Fractals
are the aesthetic that first comes to mind finishing Jonathan Lethem’s 1995 Amnesia Moon. The novel’s seemingly scattered pieces
consisting of something from the schizoid nature of Hunter S. Thompson’s Fear and Loathing in Las Vegas (but
presented in more abstract terms), the lucid dreams of Ursula Le Guin’s The Lathe of Heaven (the continually
shifting flow of narrative), and the post-apocalyptic,
reality-slipping-under-foot of Philip K. Dick’s The Three Stigmata of Palmer Eldritch.

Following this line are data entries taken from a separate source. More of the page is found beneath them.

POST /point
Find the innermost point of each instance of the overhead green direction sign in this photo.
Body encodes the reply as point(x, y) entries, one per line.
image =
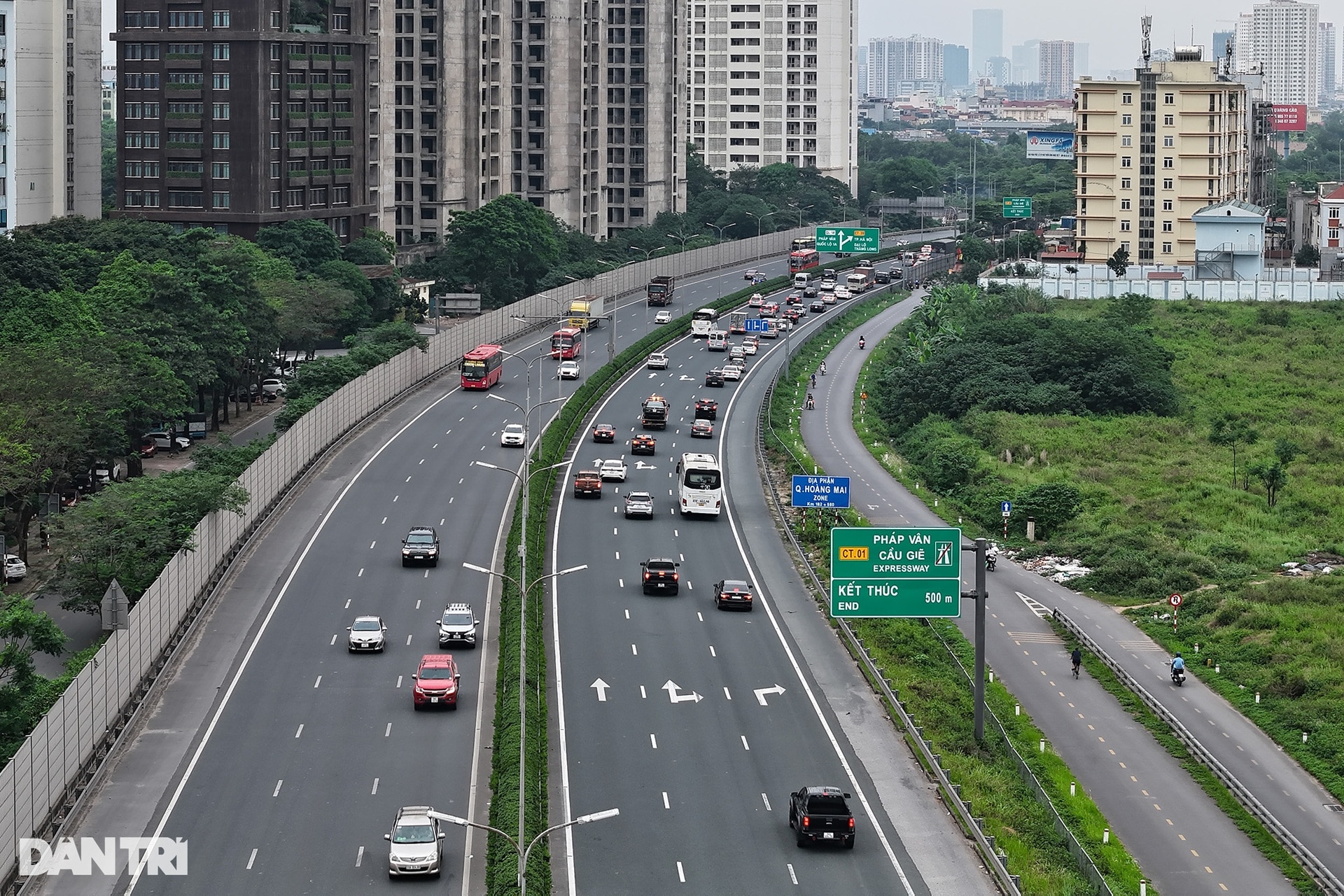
point(905, 573)
point(848, 239)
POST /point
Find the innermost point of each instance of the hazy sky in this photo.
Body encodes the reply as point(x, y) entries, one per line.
point(1112, 30)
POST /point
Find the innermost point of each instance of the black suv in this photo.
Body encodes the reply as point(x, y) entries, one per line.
point(659, 575)
point(421, 546)
point(822, 814)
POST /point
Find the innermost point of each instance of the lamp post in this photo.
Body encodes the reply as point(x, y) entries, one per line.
point(760, 219)
point(518, 844)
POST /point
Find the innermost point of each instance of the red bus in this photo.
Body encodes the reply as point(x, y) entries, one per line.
point(568, 343)
point(482, 367)
point(803, 260)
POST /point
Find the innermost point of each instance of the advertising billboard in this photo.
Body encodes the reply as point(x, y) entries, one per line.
point(1050, 144)
point(1289, 117)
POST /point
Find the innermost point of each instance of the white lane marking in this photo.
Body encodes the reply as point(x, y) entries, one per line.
point(261, 631)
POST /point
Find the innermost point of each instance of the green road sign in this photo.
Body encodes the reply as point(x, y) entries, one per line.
point(848, 239)
point(895, 573)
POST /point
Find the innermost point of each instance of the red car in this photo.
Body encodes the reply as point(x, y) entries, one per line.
point(436, 681)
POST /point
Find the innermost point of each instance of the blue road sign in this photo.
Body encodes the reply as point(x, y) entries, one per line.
point(820, 491)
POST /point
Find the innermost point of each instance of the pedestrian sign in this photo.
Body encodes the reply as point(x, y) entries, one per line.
point(895, 573)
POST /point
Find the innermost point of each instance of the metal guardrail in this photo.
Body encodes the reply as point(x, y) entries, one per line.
point(1324, 878)
point(951, 792)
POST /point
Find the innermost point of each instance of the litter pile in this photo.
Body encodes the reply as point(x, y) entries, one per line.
point(1315, 564)
point(1056, 568)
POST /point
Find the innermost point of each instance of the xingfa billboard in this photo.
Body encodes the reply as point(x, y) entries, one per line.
point(1050, 144)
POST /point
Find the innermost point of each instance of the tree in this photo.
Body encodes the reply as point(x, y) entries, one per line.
point(1230, 431)
point(1119, 262)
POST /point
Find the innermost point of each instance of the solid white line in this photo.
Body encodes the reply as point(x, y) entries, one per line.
point(261, 631)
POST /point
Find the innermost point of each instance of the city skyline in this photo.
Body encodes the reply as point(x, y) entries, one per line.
point(1112, 31)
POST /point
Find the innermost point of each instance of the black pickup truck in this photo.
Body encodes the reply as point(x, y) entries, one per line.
point(822, 814)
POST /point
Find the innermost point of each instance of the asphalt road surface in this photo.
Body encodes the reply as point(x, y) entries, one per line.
point(1179, 836)
point(698, 723)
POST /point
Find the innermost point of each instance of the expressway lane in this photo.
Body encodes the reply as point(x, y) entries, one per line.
point(1177, 834)
point(657, 711)
point(279, 757)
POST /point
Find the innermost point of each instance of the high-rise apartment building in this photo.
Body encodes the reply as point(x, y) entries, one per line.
point(987, 39)
point(1281, 38)
point(1154, 150)
point(50, 111)
point(772, 83)
point(956, 65)
point(1057, 67)
point(241, 113)
point(898, 66)
point(1328, 70)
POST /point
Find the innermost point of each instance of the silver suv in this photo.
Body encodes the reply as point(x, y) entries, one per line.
point(457, 625)
point(414, 844)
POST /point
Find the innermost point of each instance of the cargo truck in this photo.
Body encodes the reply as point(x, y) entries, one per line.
point(587, 312)
point(660, 290)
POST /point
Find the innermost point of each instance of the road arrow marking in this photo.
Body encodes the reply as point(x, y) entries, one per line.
point(762, 692)
point(671, 687)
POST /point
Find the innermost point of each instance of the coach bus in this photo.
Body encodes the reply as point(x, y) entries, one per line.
point(568, 344)
point(803, 260)
point(482, 367)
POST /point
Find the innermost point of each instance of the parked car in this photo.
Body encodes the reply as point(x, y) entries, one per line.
point(14, 568)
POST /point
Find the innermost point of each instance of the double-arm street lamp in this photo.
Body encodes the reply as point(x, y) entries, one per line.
point(518, 844)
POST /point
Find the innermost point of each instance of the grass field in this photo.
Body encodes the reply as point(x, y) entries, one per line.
point(1161, 511)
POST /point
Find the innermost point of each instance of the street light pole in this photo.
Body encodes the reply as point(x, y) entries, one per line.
point(518, 844)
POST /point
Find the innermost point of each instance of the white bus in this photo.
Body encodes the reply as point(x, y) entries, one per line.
point(699, 484)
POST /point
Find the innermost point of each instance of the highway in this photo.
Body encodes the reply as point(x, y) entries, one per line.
point(698, 723)
point(1179, 836)
point(280, 757)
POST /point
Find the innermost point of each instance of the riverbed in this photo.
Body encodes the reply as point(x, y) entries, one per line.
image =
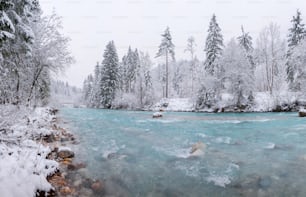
point(246, 154)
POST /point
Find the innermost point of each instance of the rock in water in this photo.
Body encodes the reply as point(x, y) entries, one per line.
point(97, 186)
point(65, 154)
point(265, 182)
point(302, 113)
point(157, 115)
point(198, 149)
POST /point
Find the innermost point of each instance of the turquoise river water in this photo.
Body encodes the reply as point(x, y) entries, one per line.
point(246, 154)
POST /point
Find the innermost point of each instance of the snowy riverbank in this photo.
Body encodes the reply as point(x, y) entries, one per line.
point(263, 102)
point(24, 166)
point(35, 156)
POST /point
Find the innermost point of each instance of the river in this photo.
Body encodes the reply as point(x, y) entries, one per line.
point(246, 154)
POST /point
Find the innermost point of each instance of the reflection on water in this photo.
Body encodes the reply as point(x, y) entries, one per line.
point(258, 154)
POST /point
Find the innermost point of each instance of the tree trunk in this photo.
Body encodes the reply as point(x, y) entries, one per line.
point(167, 74)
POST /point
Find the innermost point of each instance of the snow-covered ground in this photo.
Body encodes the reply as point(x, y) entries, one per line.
point(23, 163)
point(174, 104)
point(263, 102)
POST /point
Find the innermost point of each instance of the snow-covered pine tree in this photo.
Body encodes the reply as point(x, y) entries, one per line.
point(213, 47)
point(296, 33)
point(144, 80)
point(245, 41)
point(95, 95)
point(270, 56)
point(238, 74)
point(166, 49)
point(109, 76)
point(191, 49)
point(88, 89)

From these pieces Lethem creates a blend of
his own that defies easy categorization.
A psychedelic post-apocalyptic realist wish-wash on the surface,
hovering tantalizing just below seems an individual’s misgivings in modern life
worth the scrutiny.
Amnesia Moon is ostensibly the
story of Chaos, a loner living life in the western part of
a
post-apocalyptic US. The cause of the
apocalypse unknown (though there are some wild stabs), Chaos lives off dog food
and the teachings of a dreaming seer calling himself Kellog. His own dreams becoming more powerful and
disturbing, Chaos discovers that Kellog may not hold the sway he once did, and
with a local hairy mutant girl, starts driving toward Los Angeles, hoping to
find something more concrete to build a life on. Encountering all varieties of the bizarre in
what’s left of California, this proves an immense challenge.
Dreams
and reality swimming in and out of one another to create a narrative backdrop
continually revising itself, Amnesia Moon
is not mainstream storytelling. Capable
of being interpreted in a few significant ways, there are elements from the
cautionary novel to the psychological/personal, cultural critique to
environmental discussion—even a road novel is tucked inside. According to wikipedia, the number of facets
comes from the fact Lethem integrated a variety of ideas from his unpublished
short work into a novel. The resulting
effect mosaic (as the cover indicates), holding to ‘reality’ in the novel is a
tough business.
In
the end, Amnesia Moon is a surreal
look at a man trying to find himself in a world both mad and perceived as
mad. Symbolism layered on top of
multiple “realities” (and perhaps vice versa), the abstract nature of the novel
is sure to put off many. For the active
reader, there is a lot of depth to Chaos/Everett’s story. From the social ideals and phenomena that
inform his life to his reaction to them, Lethem critiques both identity and
culture with success. While still generally
a pastiche, Amnesia Moon is certainly
a more substantial novel than his debut, Gun, with Occasional Music.